Prevention of Disease
Surveying the whole campaign, the fundamental fault of the Australian Army Medical Service was the insufficient attention given to, and stress laid on, the prevention of disease. Is it not obvious that there should be a staff of medical officers and orderlies, detached altogether from any association with the treatment of disease, who should devote themselves entirely to the problem of prevention? This staff should be presided over by a Surgeon-General who should be second only in rank to the Director of Medical Services in the field, and who with his staff should be armed with authority so far as the taking of steps for the prevention of disease is concerned. At present the medical officers in the Australian Medical Service are entrusted with dual functions, the prevention and the treatment of disease.
So far there has been no Military School for medical officers in Australia, and until they are properly trained the prevention of disease will not be as effective as it might be.

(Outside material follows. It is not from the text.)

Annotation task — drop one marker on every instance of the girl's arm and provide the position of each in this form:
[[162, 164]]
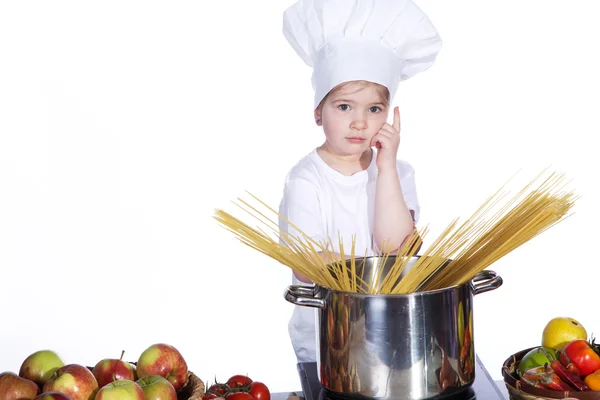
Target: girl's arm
[[393, 220]]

In the Royal Army Medical Corps there is a Sanitary Staff, but it does not seem to me that even this highly trained body occupies the high position or enjoys the distinction that the value of its services really demand, and I cannot but think that it would be far better to abolish the term "sanitary" and to apply to it the term "Prophylactic Staff."
The cure of disease in civil life always attracts the public; it is dramatic and strikes the attention. The efforts of the men who obviate the necessity for anything of the kind never receive the same recognition, because the evil never becomes obvious.